I’ve got a questions for everyone to start this blog off…what do you consider paranormal?
I’ve been wrestling with this concept for a few years now. My very first writing class, at the Romantic Times Booklovers Convention in Pittsburgh, 2008…I talked with Judi McCoy, the instructor, about this topic. I had a finished book…and she wanted to know what genre it was. Our convo went something like this…
“…well, the main character is a witch…”
“Paranormal!” (triumphant Judi)
“…who can travel through time and space…”
“Science Fiction!” (brow wrinkled Judi)
“…who restores her magical power through sex…”
“Erotica?” (blinking Judi)
“…who lands in Port Royal during the golden age of piracy…”
“…historical?” Judi shook her head.
I ended up pretty confused myself and simply kept writing, and not trying to understand. I sorta knew science fiction/fantasy as a long time reader and attendee of science fiction/fantasy conventions. I knew that including sex and romance into scifi was the kiss of death. (I think that has changed and was changing back then, but I only knew what I knew.) (Which wasn’t much, come to think of it.)
I still have that book, it’s a nice fat series and one day, it will be published and I will go on to conquer the world! BWAH HA HA!
Meanwhile, I kept writing and founded my personal quirky genre, I call piratepunk. I mean, steampunk had risen to some level of recognition, but I didn’t quite write steampunk. Not enough steam. But punk? Well, if you consider punk a bit like the character in Shakespeare, Puck…then yeah, it works. I don’t do much with mohawks, bodypiercing or headpounding, but I might change a character’s head into that of an ass, given a chance. Maybe it should be piratepuck?
*grin
Still, for my publisher I had to fit into an existing genre…and the one that fit better than most, was paranormal. There are vampires and werewolves and zombies…granted, they are pretty much just normal people with odd appetites and no one blinks twice at them in the Tortuga I created for my Kraken’s Caribbean books…but they are there. Along with a matchmaking albino Kraken who guards his Caribbean (when not playing cupid.)

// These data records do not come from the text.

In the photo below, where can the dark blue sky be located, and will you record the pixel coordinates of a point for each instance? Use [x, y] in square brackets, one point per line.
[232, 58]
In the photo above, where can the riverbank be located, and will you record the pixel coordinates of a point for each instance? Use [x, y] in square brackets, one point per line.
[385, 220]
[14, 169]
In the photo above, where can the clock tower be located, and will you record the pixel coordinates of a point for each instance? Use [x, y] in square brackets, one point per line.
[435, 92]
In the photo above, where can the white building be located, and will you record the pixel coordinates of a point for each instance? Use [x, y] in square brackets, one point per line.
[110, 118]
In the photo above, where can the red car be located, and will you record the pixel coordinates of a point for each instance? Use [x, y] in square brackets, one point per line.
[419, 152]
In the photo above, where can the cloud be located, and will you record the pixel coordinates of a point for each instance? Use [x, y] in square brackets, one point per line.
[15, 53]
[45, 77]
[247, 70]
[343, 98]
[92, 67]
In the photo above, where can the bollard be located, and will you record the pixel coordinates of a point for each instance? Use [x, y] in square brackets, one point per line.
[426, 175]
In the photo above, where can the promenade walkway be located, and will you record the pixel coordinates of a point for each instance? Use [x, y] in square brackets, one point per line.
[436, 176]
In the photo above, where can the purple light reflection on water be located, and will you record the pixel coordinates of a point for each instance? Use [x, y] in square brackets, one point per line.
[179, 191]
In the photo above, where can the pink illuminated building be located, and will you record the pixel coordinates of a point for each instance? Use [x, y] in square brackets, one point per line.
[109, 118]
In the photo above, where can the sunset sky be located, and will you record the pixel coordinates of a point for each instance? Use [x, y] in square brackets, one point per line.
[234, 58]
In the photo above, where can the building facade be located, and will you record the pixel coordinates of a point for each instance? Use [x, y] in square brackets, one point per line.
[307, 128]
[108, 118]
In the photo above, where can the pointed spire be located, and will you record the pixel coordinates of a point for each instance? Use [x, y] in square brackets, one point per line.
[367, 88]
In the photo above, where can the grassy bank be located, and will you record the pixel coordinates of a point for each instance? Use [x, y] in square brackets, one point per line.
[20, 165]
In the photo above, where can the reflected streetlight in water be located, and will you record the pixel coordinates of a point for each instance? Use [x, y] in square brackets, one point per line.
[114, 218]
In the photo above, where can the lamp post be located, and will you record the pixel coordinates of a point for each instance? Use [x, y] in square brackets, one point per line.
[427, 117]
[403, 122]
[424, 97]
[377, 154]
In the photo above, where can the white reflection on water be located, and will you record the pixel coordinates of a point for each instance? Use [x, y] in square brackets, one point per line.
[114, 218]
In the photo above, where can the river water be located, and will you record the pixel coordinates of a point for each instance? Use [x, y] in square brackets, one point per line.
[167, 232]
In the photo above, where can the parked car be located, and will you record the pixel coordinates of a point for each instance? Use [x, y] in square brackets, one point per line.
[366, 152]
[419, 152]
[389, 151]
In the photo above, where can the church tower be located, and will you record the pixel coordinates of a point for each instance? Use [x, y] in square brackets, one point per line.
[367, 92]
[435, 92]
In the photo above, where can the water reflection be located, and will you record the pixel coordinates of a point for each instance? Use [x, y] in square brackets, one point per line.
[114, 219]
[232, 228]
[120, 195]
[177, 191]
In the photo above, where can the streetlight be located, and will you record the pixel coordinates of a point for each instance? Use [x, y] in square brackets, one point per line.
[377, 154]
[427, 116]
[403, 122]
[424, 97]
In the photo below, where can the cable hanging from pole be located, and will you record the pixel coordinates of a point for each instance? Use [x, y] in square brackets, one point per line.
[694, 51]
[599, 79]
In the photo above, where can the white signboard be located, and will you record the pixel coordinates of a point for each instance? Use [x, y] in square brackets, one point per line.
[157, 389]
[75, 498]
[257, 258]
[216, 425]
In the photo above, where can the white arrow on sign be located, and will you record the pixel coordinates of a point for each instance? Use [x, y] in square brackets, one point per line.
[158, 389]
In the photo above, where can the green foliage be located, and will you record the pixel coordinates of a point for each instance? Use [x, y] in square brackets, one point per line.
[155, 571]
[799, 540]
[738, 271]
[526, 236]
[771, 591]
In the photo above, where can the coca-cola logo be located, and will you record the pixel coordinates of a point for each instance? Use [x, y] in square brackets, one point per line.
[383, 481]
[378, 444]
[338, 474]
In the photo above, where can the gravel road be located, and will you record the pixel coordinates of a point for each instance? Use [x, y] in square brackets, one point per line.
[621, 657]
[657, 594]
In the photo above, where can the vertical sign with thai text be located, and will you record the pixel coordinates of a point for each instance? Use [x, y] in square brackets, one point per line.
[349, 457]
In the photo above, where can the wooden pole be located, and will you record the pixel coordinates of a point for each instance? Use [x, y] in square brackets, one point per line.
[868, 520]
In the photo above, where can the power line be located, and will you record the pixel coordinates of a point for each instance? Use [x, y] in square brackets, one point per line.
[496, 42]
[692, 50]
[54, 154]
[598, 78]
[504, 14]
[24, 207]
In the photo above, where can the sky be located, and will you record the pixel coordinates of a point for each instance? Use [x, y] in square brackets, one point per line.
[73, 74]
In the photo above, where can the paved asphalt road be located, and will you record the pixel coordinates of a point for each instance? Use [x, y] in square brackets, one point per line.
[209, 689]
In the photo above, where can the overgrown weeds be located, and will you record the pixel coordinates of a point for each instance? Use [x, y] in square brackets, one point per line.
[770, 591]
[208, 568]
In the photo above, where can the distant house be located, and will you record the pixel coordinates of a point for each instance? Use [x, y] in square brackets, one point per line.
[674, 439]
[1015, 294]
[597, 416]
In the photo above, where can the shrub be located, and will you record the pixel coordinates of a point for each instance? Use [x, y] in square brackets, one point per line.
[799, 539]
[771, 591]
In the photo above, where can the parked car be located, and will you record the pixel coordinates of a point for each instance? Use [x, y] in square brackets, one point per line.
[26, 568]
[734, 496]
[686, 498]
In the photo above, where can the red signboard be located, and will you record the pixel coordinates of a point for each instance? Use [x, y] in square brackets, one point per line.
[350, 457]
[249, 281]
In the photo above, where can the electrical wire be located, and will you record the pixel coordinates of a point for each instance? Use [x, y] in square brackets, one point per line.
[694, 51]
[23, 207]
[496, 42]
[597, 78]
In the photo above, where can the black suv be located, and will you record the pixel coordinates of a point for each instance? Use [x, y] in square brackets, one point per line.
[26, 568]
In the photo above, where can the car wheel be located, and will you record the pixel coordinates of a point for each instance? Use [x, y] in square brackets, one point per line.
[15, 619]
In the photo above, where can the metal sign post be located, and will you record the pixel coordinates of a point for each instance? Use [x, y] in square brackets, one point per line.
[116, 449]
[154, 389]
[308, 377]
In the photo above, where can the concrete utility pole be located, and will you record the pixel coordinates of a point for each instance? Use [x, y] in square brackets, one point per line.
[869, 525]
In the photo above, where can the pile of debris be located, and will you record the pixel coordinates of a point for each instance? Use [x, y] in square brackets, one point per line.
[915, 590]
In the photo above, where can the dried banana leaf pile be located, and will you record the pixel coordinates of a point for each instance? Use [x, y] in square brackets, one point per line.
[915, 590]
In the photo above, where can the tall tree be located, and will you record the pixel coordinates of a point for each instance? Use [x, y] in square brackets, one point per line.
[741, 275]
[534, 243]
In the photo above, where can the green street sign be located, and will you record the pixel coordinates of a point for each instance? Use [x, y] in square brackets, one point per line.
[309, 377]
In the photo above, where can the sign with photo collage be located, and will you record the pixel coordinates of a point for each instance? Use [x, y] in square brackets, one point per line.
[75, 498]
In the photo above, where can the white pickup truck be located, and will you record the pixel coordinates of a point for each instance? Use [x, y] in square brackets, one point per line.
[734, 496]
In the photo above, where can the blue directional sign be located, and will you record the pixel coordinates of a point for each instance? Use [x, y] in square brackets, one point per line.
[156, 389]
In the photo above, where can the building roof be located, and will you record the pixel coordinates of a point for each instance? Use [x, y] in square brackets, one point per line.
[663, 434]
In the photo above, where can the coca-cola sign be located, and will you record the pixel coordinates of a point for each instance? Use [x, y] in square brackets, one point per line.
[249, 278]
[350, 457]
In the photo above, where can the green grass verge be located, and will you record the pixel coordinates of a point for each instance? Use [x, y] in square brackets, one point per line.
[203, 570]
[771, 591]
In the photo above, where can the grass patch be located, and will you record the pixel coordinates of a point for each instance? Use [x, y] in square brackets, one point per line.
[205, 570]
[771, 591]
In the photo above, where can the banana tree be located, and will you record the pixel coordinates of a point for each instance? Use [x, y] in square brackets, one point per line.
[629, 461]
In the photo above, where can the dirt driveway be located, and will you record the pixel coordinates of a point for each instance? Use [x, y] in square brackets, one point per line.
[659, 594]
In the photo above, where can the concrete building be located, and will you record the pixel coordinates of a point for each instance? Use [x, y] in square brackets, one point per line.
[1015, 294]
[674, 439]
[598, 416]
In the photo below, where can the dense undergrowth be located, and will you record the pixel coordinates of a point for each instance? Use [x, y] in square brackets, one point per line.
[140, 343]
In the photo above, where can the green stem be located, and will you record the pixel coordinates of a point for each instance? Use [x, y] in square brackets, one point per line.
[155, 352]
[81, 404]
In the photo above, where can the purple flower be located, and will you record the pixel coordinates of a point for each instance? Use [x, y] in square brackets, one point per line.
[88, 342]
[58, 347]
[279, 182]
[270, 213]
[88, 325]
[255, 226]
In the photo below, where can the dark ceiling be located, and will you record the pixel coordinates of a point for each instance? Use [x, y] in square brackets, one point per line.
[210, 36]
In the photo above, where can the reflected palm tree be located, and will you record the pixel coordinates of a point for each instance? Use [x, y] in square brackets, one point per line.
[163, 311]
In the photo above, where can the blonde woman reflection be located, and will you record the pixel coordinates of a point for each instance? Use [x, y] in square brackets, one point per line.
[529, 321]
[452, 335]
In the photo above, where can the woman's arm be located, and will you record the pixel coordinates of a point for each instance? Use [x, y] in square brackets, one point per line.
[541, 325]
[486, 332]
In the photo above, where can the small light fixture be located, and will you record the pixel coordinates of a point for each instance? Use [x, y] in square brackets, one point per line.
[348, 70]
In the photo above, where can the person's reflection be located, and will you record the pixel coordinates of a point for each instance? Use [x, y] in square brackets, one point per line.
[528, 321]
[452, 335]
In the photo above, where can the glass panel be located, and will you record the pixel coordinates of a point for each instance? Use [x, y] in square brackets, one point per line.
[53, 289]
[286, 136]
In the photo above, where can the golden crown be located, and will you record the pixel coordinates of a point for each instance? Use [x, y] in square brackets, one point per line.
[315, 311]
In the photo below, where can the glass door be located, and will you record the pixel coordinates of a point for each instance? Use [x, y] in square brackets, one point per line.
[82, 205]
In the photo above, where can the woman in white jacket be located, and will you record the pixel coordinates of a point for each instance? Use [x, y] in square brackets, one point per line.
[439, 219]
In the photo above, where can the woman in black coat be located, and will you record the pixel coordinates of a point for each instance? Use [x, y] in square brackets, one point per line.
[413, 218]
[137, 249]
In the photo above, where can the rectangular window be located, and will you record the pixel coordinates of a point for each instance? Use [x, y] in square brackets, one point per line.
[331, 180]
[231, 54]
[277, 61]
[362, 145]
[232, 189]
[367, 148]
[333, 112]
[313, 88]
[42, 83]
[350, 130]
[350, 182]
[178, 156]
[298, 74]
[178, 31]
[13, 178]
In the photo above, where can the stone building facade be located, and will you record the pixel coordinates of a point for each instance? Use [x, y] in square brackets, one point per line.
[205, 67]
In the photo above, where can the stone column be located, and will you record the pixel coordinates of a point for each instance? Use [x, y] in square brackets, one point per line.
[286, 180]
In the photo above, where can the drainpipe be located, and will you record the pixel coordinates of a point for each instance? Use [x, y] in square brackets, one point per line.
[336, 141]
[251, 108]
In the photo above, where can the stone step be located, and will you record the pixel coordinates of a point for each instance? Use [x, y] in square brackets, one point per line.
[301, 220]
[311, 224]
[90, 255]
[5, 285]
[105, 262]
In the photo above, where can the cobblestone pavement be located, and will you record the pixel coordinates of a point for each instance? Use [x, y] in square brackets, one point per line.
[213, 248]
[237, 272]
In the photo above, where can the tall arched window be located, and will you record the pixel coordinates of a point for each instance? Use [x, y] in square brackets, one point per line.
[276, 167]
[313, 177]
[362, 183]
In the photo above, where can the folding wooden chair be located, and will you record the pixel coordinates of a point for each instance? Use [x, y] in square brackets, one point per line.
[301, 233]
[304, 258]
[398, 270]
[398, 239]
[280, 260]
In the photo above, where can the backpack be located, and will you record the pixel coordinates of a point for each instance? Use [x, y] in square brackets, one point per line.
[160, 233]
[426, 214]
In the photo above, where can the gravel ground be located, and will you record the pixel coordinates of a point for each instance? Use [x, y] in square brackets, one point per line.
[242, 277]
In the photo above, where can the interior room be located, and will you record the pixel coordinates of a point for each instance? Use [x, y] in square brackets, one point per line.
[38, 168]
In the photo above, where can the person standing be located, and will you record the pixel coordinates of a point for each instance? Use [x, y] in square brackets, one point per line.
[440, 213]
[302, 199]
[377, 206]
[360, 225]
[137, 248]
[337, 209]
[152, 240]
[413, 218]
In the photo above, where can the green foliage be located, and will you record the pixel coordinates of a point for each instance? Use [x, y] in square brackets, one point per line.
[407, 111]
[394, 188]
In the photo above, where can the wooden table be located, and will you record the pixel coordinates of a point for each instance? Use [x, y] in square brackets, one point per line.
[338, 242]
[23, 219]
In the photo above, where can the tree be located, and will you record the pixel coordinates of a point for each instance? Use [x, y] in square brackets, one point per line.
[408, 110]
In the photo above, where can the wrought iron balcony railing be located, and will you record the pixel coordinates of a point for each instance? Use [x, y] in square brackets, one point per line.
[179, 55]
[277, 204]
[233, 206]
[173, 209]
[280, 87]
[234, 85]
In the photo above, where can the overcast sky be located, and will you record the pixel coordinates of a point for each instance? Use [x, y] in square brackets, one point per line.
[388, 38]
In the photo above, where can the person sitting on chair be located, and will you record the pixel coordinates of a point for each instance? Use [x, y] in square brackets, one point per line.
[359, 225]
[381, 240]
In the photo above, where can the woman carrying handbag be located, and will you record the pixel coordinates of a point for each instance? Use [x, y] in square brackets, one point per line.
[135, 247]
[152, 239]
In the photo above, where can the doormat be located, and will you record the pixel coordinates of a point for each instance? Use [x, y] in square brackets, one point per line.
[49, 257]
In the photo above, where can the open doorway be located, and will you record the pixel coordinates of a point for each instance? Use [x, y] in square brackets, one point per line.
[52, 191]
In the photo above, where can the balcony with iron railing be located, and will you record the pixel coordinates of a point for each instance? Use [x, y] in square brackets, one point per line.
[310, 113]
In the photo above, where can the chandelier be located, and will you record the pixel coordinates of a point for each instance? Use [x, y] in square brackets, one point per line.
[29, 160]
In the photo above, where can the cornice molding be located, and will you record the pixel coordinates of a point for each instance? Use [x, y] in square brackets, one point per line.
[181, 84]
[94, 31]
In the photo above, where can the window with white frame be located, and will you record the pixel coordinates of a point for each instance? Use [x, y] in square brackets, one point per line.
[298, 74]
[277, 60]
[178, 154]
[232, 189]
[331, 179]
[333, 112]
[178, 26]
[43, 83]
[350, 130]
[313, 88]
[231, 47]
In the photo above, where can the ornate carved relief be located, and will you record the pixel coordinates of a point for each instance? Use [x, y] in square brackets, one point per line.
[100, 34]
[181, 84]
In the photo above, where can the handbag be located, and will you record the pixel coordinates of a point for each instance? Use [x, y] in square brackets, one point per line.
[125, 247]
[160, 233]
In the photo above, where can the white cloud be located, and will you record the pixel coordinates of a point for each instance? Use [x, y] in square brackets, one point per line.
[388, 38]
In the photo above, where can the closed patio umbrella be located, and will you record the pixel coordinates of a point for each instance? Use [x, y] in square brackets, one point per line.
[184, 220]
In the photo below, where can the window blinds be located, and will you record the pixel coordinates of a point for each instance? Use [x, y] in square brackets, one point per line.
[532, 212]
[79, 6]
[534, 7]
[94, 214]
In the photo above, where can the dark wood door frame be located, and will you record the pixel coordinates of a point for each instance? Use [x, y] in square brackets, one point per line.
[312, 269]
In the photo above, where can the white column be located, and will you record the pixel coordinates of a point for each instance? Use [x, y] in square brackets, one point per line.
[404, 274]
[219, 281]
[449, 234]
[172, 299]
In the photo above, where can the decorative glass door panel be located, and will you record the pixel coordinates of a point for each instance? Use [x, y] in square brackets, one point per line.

Genre…it’s a very fluid thing! What are your thoughts on it?
And for fun… An excerpt from the first in the the Kraken’s Caribbean series… The Kraken’s Mirror, where my hero, Captain Silvestri prepares a spell, asking for the Kraken’s help. And finds it…
…..
A sliver of moon rose from the sea as he walked into the surf. The water chilled him slightly, but nothing like the nightmare the night Emily held him. He’d seen her, Glacious. A frost appeared on the glass and her eyes studied him. Studied them.
He shook the memory off, praying it had been nothing more than a lingering effect from the nightmare. He walked until the water hit him below his waist and stopped. He held the mirror flat, barely above the water, as Mama Lu told him. A ripple of water reached for it, which was certainly strange. Well, spells should be unusual. He lowered it minutely, and the next ripple kissed the mirror, stirred the powder Mama Lu told him to sprinkle atop the rest.
A ripple flowed away from him, counter to the sea’s course. It disappeared toward the horizon, barely visible in the bare light of a crescent moon. And he waited. Mama Lu said to be patient.
“Ya gonna get a sign. Some message or vision ’bout what way ta go. Wait for it!”
He heard her melodic cadence even now, floating above the sea. The quiet of the night, the lack of any breeze, nothing stirred the trees at his back. No birds called. He looked up at the stars; they blazed down at him.
He sighed and turned his head back to the horizon.
He fought the instinct to scramble away from the great, bulky head of the albino Kraken, not three feet from him, bobbing above the waterline. He swallowed and mastered his fear, while his heart galloped loud enough for the world to hear.